# My Photos, Just started, feedback would be appreciated!



## NoahMacLeod (Jun 21, 2014)

Hey here is a link to my facebook page where I post all my photos, I just started this week and Ive really been enjoying it. I just dont really know what Im doing so feedback would be greatly appreciated.  Here is the link to my facebook page where all my photos are https://www.facebook.com/NoahMacLeodPhotography

Cheers NoahMacLeod


----------



## NoahMacLeod (Jun 21, 2014)

Anyone? LOL


----------



## TheNevadanStig (Jun 21, 2014)

If you want actual critique, actually post some photos to the forum. Most are going to ignore a facebook plug, specially from a new user.


----------



## robbins.photo (Jun 21, 2014)

NoahMacLeod said:


> Anyone? LOL



Noah, your best bet is to pick one or at most two images and actually post them to the forum.  If you post more than one or two the feedback you'll get will be a lot more limited because it's time consuming to really give an image a good critique.


----------



## NoahMacLeod (Jun 21, 2014)

oh ok sorry guys haha im new and didnt realize this, i more just wanted people to go to my page and see if the liked them not really critique, i should have worderd that differently


----------



## NoahMacLeod (Jun 21, 2014)

Ok here are links to 2 photos that I want critiqued,ther were too large to upload so theyre on FB. I started taking photos 4 days ago (as ive explained in my other posts) and I would really like the help seeing as I have no idea what Im doin lol, if you want you can check out some of my other photos as theyre all on my FB page! 
thanks NoahMacLeod

https://www.facebook.com/NoahMacLeo...9157004811316/719155354811481/?type=1&theater
https://www.facebook.com/NoahMacLeo...9157004811316/719155908144759/?type=1&theater


----------



## NoahMacLeod (Jun 21, 2014)

Ok sorry I cforgot about the facebook thing is there any way to upload large files.


----------



## KmH (Jun 21, 2014)

NoahMacLeod said:


> Ok here are links to 2 photos that I want critiqued,ther were too large to upload so theyre on FB. I started taking photos 4 days ago (as ive explained in my other posts) and I would really like the help seeing as I have no idea what Im doin lol, if you want you can check out some of my other photos as theyre all on my FB page!
> thanks NoahMacLeod
> 
> https://www.facebook.com/NoahMacLeo...9157004811316/719155354811481/?type=1&theater
> https://www.facebook.com/NoahMacLeo...9157004811316/719155908144759/?type=1&theater


It's better to post them rather than linking to them.
Post in the C&C section (Click on Photo Galleries - see below) of the forums based on the image content:

*Photo Galleries - Photos submitted by members for general display or critique*


----------



## NoahMacLeod (Jun 21, 2014)

I know but I cant upload them theyre too big/?!


----------



## NoahMacLeod (Jun 21, 2014)

didnt even realize what section i put it in too lol, i was sure i put it in nature and wildlife


----------



## TreeofLifeStairs (Jun 22, 2014)

Just resize your image to something smaller (800 pixels along the long side is technically the forum rules for max size). There's many people on here that don't have a broadband connection and large files can take too long to view. It's more of a curtesy. 

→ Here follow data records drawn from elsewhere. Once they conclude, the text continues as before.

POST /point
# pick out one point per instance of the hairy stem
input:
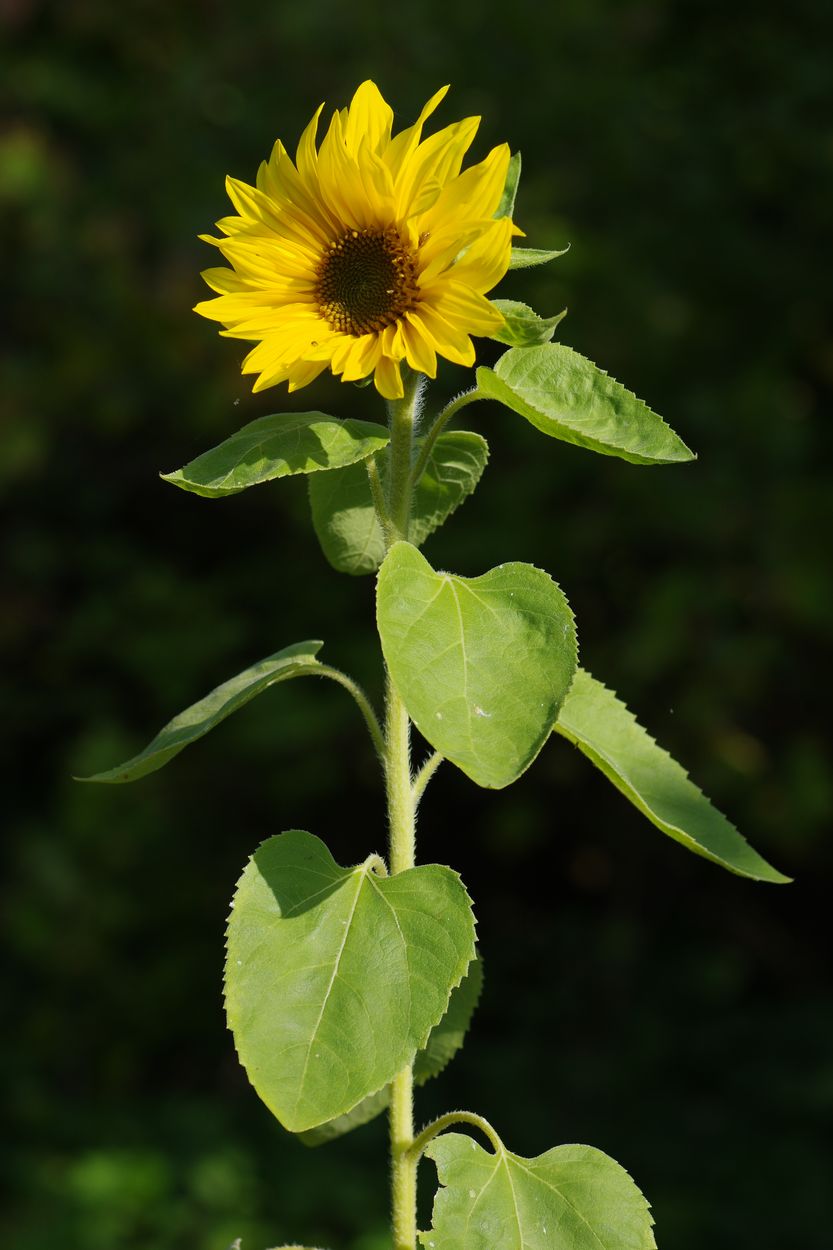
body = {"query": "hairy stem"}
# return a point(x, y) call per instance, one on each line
point(437, 429)
point(402, 815)
point(372, 720)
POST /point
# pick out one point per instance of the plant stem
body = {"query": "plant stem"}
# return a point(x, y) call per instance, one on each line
point(444, 1123)
point(437, 429)
point(402, 815)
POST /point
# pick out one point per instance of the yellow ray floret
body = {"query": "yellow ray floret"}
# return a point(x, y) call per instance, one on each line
point(365, 251)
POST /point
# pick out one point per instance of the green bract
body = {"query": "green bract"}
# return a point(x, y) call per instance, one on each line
point(335, 976)
point(443, 1043)
point(523, 328)
point(482, 664)
point(278, 446)
point(565, 396)
point(347, 986)
point(573, 1196)
point(196, 720)
point(609, 735)
point(345, 519)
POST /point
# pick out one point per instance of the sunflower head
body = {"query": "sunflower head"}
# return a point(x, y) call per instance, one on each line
point(365, 251)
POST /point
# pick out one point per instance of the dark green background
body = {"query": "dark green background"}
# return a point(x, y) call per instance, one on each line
point(637, 998)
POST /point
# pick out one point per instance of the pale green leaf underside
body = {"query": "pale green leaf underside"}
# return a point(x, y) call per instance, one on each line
point(572, 1198)
point(525, 258)
point(335, 976)
point(201, 716)
point(507, 205)
point(278, 446)
point(568, 398)
point(444, 1041)
point(344, 516)
point(523, 328)
point(478, 661)
point(599, 724)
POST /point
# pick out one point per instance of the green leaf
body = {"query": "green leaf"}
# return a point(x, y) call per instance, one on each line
point(444, 1041)
point(573, 1198)
point(335, 976)
point(278, 446)
point(201, 716)
point(523, 328)
point(480, 663)
point(565, 396)
point(344, 516)
point(525, 258)
point(599, 724)
point(510, 188)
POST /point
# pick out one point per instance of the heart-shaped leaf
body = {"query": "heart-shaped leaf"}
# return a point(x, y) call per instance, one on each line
point(345, 519)
point(278, 446)
point(568, 398)
point(335, 976)
point(196, 720)
point(522, 328)
point(600, 725)
point(478, 661)
point(573, 1198)
point(444, 1041)
point(507, 205)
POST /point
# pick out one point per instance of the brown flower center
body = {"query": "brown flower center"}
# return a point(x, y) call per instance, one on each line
point(367, 279)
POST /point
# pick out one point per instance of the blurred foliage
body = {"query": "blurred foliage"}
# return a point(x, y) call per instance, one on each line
point(686, 153)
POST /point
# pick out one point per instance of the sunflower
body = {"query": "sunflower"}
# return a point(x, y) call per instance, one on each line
point(364, 253)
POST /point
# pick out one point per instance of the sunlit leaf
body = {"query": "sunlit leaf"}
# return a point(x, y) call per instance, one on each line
point(196, 720)
point(599, 724)
point(480, 663)
point(572, 1198)
point(344, 516)
point(335, 976)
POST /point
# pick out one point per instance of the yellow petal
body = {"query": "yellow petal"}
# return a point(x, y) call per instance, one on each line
point(388, 379)
point(369, 120)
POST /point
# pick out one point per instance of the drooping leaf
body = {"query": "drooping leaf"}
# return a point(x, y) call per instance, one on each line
point(478, 661)
point(510, 188)
point(572, 1198)
point(335, 976)
point(525, 258)
point(523, 328)
point(278, 446)
point(344, 516)
point(196, 720)
point(443, 1043)
point(565, 396)
point(599, 724)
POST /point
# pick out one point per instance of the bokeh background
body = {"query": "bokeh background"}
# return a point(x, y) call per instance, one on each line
point(637, 998)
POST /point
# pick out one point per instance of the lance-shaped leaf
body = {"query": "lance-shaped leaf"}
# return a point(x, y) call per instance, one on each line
point(478, 661)
point(572, 1198)
point(278, 446)
point(344, 515)
point(196, 720)
point(522, 328)
point(600, 725)
point(444, 1041)
point(527, 258)
point(335, 976)
point(565, 396)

I could be wrong but it sounds like you may be more interested in driving traffic to your site than actually looking for people's opinions on your work.


----------



## KmH (Jun 22, 2014)

You don't need to resize your photo, you just need to reduce the file size.
Photo size (3246 px by 2124 px) and file size (2.3 MB) are 2 different things.

Reduce the file size by lowering the Quality setting in the Save dialog box.




NoahMacLeod said:


> didnt even realize what section i put it in too lol, i was sure i put it in nature and wildlife


Yep, you did.
But since the post had a link to a web site and no photos, it got moved to this forum.
So now you would post the photos in the Nature and Wildlife forum if the photos are of nature and wildlife.

You have another option for posting photos - You can upload directly from your computer (2 MB file size limit),
http://www.thephotoforum.com/forum/...how-upload-photos-directly-your-computer.html


----------



## NoahMacLeod (Jun 22, 2014)

No sorry that wwasnt what I was going for I just wasnt sure, but Ill reduce the file size, start a new thread and link it here!


----------